When the classroom is killing you 25 alternative careers for teachers

As teachers, we often feel that our career journey will continue from classroom to classroom until we retire. However, sometimes the classroom can be a stressful and even dangerous environment for educators to work in. Some teachers burn out, get fed up with administrative BS, or just want to try something else, raising the question: “What other careers could I have?”

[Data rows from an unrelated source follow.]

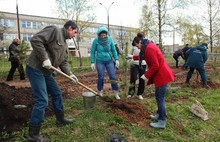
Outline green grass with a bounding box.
[0,55,220,142]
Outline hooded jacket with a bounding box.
[186,44,208,69]
[90,26,118,63]
[133,42,174,87]
[27,26,72,75]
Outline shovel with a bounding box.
[51,66,113,102]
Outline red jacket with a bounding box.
[133,42,174,87]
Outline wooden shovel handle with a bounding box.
[51,66,98,95]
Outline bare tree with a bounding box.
[206,0,220,52]
[0,13,7,41]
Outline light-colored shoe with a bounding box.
[114,91,121,100]
[98,90,103,97]
[138,95,144,100]
[150,114,159,120]
[150,120,166,129]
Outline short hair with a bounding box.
[99,31,107,36]
[132,36,141,46]
[64,20,78,29]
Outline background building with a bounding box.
[0,12,138,57]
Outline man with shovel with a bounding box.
[26,21,78,142]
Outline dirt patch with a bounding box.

When the classroom is killing you

25 alternative careers for teachers

Teaching is a noble profession, but it can be tough. You’re not just dealing with the stress of preparing lessons and grading papers—you’ve got to deal with all those kids, too! If you’re looking for an alternative career that doesn’t involve working in the classroom, here are 25 ideas:

  1. Try a career as a clown. You’ll get to make people laugh and make them smile. Plus, when the kids are done laughing at your jokes, they’ll be ready to go back to class!
  2. Become a teacher’s aide or tutor in a private school. You’ll have more freedom than you had while working at a public school and will be able to focus on one-on-one relationships with students instead of trying to manage a class full of 30 kids at once!
  3. Become an athletic coach after school hours so you can help out with sports teams or clubs during the day then work with other athletes outside of school hours. This way you can still work with kids but also stay active yourself!
  4. Get into landscaping and gardening—there’s always demand in this industry! The hours are flexible enough that you could even do some side jobs on

When the classroom is killing you 25 alternative careers for teachers


If you have an education degree, you may be thinking that the only way to use it is in a classroom. While teaching jobs are the most common careers for people with degrees in education, there are many other options that you may not have considered. These positions can still utilize your education background while offering new opportunities and challenges. If you’re ready to take a different route than teaching, then read on as we explore 25 alternative careers for teachers!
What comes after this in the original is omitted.